Problematische Fälle der Komplementklassifizierung

  1. Das es in es regnet gilt nicht als Komplement, weil kein echtes Paradigma vorliegt, d.h. es gibt kein in diesem Kontext austauschbares Element (*Der liebe Gott regnet.). Es wird oft als "formales Subjekt" bezeichnet. Es dient lediglich zur Kennzeichnung des Verbstellungs- und damit Satzmodustyps.
  2. Die Anapher es kann Leitform für nominativische und akkusativische NPs sein. Zur Kontrolle kann man auf die kasusdifferenzierte maskuline Anapher ausweichen.
  3. Ein Paradigma kann mehrere Leitformen haben:
Niemand saß auf der Bank. (=> darauf)
Niemand saß neben Gundula. (=> neben ihr)
Niemand saß in der Höhle. (=> darin)

Hier kann man auf eine abstraktere Leitform ausweichen, die die drei obigen enthält, nämlich dort.

Bei direktionalen Adverbialkomplementen sind Leitformen mit Präpositionen oft ausgeschlossen. Dorthin ist dann die bessere Form.

Die Gruppe fuhr zunächst nach Rüdesheim. (=> dorthin/*danach)
Dort sind wir gleich an den Rhein gegangen. (=>dorthin/*daran)

Bei Verben wie bestehen (aus), sich freuen (auf) muss die verbspezifische Präposition in der Leitform vorkommen. Es gibt hier keine abstrakte Leitform wie dort bei den Adverbialia. Es gibt also so viele Leitformen wie verbspezifische Präpositionen. Diese kommen entsprechend der Semantik der jeweiligen NP in zwei Varianten vor:

Präposition + Pronomen (auf ihn): Er hatte sich zu früh auf den Kanzler gefreut. da(r) + Präposition (darüber): Er hatte sich zu früh auf den Ministerposten gefreut.

Zwei weitere Beispielpaare:

Er hatte sich zu früh auf den Kanzler gefreut. (Leitform: auf ihn)
Er hatte sich zu früh auf den Ministerposten gefreut. (Leitform: darüber)
Wer hat Angst vor Virginia Wolfe? (Leitform: vor ihr) Wer hat Angst vor Gewittern? (Leitform: davor)

Auch für Prädikativkomplemente gibt es mehrere Leitformen:

Hasso ist ein Mischlingshund (Leitform: es)
Hasso ist nicht rasserein. (Leitform: es, so)
Hasso entpuppte sich als großes Problem für seinen Besitzer. (Leitform: als solches)
Er wollte ihn zum Wachhund machen. (Leitform: dazu)

Die Beteiligung des Prädikativkomplements an der Prädikation kann durch eine Situierungsrelation überlagert werden, so dass neben der Prädikativleitform es immer auch die der jeweiligen Adverbialklasse möglich ist.

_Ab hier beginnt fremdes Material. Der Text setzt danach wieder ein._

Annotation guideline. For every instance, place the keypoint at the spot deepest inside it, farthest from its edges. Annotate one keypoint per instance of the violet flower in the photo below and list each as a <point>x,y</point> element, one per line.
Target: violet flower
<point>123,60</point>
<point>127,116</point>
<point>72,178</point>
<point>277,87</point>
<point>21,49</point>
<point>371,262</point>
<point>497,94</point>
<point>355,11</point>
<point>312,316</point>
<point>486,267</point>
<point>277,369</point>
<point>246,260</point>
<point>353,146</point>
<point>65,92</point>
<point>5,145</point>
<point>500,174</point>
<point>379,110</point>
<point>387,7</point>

Hasso ist nicht im Körbchen. (Leitform: dort, es)
Hasso ist aus dem Tierheim. (Leitform: dorther, es)
Der Ärger ist nur wegen dieses Köters. (Leitform: deswegen)

Da die Adverbial-Leitform spezifischer ist, hat sie in der Regel die Präferenz vor es. Bei es und einem Negationswort ändert sich die Wortstellung: Hasso ist es nicht.)

  1. Einen Sonderstatus hat das AcI-Komplement, weil es immer eine Proposition (eine Satzkernbedeutung) ausdrückt. Nun gibt es aber analog zu den oben diskutierten Pro-Formen keine Pro-Proposition. Deshalb findet sich auch keine rundum akzeptable Leitform. In manchen Fällen sind geschehen, der Fall sein, tun sinnvolle Ersatzformen:

Lasset uns beten. (Leitform: es tun, es geschehen)
Sie hatten von dem Schatz nur reden hören. (Leitform:?es geschehen)
Ich hab' noch einen Koffer in Berlin stehen. (Leitform:??)

  1. Noch problematischer sind in dieser Hinsicht Leitformen für "Komplemente" von Verben, die ausschließlich Infinitivkonstruktionen regieren, wie belieben, vermögen. Eine Substitution durch eine NP oder eine Pronominalphrase ist deshalb nicht möglich. Wir sprechen deshalb von der peripheren Kategorie "Verbativkomplement", weil sie eine Art Übergangsphänomen zur Verbalkomplexbildung darstellt.